How does the Trellix virus scanning engine work?

The Trellix virus-scanning engine is a complex data analyzer. The exact process of analysis depends on the object (often a file) being scanned and the type of viruses being sought. However, the following stages describe the general approach that the virus-scanning engine uses.

Identifying the type of the object

This stage determines which type of object is being scanned. Files that contain executable code, for example, need to be scanned.

Different types of files in Microsoft Windows systems, for example, are distinguished by their file extensions, such as .EXE and .TXT. However, any file can be renamed to hide its true identity, so the contents of the file must first be determined.

Each type of object requires its own special processing. If the type cannot be infected with a virus, no further scanning needs to be done. For example, a picture stored in a file of bitmap format cannot be infected.

Decoding the object

This stage decodes the contents of the object, so that the virus scanner "understands" what it is looking at. For example, a compressed Zip file cannot be interpreted until it has been expanded back to its original contents. The same applies to non-compressed files too. For example, the engine must decode a Microsoft Word document (.DOC) file to find any macro viruses.

File decoding can become quite complex when a file contains further encoded files. For example, a Zip archive file might contain a mixture of other archives and document files. After the engine decodes the original Zip file, the engine must also decode and separately scan the files inside.

Looking for the virus

This complex stage of virus scanning is controlled by the virus definition (DAT) files. The scan.dat file contains thousands of different drivers. Each driver has detailed instructions on how to find a particular virus or type of virus.

The engine can find a simple virus by starting from a known place in the file, then searching for its virus signature. Often, the engine needs to search only a small part of a file to determine that the file is free from viruses.

A virus signature is a sequence of characters that uniquely identify the virus, such as a message that the virus may display on the screen, or a fragment of computer code. Care is taken when choosing these signatures to avoid falsely detecting viruses inside clean files. More complex viruses avoid detection with simple signature scanning by using two popular techniques:

Encryption — The data inside the virus is encrypted so that antivirus scanners cannot see the messages or computer code of the virus. When the virus is activated, it converts itself into a working version, then executes.

Polymorphism — This process is similar to encryption, except that when the virus replicates itself, it changes its appearance.

Using heuristic analysis

Using only virus signatures, the engine cannot detect a new virus because its signature is not yet known.
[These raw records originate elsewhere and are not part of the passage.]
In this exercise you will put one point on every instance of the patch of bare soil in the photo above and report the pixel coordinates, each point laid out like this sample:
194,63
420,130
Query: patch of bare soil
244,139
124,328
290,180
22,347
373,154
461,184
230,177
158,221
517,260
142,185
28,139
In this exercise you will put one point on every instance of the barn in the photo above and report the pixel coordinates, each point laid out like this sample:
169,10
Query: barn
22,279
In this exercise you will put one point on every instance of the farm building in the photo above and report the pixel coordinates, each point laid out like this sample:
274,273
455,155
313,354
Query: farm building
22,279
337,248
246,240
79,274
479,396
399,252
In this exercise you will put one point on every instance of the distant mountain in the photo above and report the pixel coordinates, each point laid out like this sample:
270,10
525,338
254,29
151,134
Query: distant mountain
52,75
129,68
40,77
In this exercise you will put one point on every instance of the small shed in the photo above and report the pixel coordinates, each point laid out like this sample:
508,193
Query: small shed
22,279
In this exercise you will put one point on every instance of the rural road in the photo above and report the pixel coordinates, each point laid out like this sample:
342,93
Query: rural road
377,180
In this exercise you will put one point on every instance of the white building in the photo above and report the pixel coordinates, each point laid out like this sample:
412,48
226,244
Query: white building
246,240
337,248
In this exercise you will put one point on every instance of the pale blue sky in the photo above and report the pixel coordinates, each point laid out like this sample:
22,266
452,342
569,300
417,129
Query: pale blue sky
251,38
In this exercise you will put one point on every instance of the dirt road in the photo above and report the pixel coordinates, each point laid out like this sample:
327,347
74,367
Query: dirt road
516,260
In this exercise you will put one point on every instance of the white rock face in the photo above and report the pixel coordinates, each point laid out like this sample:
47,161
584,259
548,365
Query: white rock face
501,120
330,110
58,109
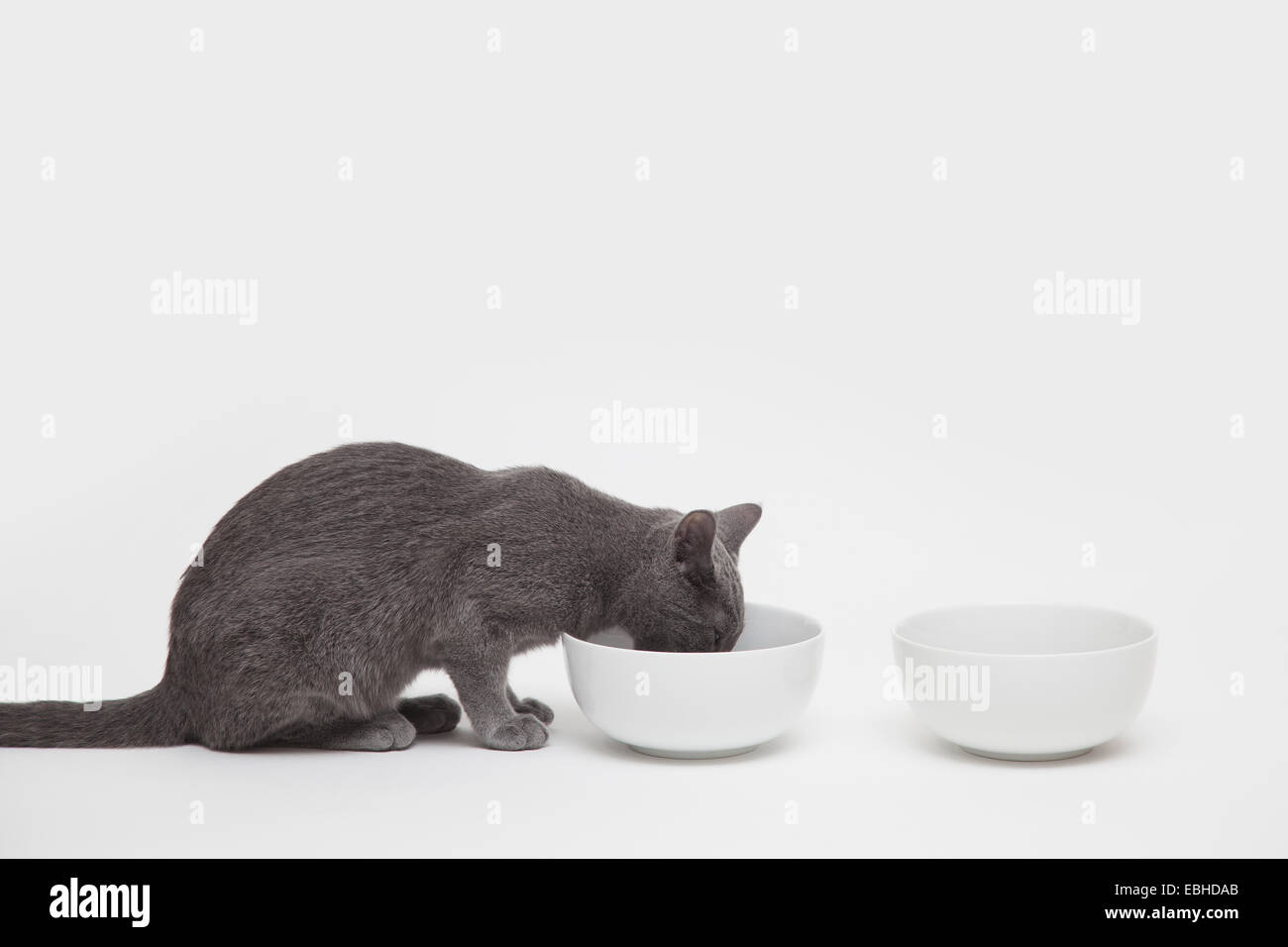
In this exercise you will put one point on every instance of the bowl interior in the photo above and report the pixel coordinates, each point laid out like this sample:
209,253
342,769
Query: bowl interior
767,626
1024,629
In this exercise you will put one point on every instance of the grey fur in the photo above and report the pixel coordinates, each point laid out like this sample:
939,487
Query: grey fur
373,561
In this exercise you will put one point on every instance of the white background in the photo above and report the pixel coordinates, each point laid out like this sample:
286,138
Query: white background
768,169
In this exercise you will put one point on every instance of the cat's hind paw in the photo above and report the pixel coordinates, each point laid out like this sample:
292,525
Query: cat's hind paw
529,705
434,714
523,732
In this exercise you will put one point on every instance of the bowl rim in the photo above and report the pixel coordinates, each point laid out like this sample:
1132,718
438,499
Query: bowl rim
897,634
814,638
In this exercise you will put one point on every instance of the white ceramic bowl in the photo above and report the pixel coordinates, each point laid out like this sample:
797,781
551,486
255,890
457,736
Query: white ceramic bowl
702,705
1056,681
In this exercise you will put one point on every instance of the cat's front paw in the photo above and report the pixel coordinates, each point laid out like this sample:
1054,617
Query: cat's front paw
529,705
522,732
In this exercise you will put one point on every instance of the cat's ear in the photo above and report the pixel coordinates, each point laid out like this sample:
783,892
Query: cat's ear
733,523
694,540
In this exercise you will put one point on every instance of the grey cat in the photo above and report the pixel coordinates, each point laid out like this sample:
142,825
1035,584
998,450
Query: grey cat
339,579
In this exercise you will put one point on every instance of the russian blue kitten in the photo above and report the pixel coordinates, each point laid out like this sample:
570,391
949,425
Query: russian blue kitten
338,579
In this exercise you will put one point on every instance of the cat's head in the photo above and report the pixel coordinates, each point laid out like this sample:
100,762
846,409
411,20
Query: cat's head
688,595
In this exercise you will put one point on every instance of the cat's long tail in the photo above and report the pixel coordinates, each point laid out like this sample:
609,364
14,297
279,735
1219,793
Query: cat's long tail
146,719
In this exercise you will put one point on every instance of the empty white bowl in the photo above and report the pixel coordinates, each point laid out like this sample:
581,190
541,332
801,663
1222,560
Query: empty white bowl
1025,682
699,705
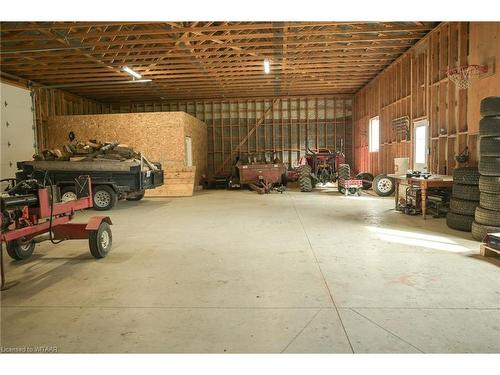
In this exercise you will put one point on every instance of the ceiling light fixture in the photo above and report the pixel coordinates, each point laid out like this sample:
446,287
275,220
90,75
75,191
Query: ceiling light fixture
267,66
133,73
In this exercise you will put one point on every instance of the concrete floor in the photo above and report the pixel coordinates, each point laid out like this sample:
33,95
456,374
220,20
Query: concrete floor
233,271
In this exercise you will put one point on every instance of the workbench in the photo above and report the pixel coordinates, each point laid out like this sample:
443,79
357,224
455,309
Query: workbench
424,184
Therefore the engine can use an additional technique for heuristic analysis.

Programs, documents, or email messages that carry a virus often have distinctive features. They might attempt unprompted modification of files, invoke mail clients, or use other means to replicate themselves. The engine analyzes the program code to detect these kinds of computer instructions. The engine also searches for "legitimate" non-virus-like behavior, such as prompting the user before taking action, and thereby avoids raising false alarms.

By using these techniques, the engine can detect many new viruses.

Calculating the checksum

This stage exactly identifies the virus. The engine performs a mathematical calculation over the virus data to produce a unique number for the checksum. The engine compares this checksum against previously calculated values in one of the DAT files (scan.dat) to identify the virus exactly.

Cleaning

This stage cleans the object. Usually, the engine can clean an infected file satisfactorily. However, some viruses can alter or destroy data to an extent where a file cannot be fixed. The engine can easily clean macro viruses by erasing the macro from the infected document.

Executable viruses are more complex. The engine must restore the original path of execution through the program so that the virus does not become active. For example, a virus might append itself to the end of an executable program file. To run, the virus must divert the path of execution away from the original code to itself. After becoming active, the virus redirects the path of execution to the original code to avoid suspicion. The engine can disable this virus by removing the diversion to the virus code. To clean the file, the engine then erases the virus code.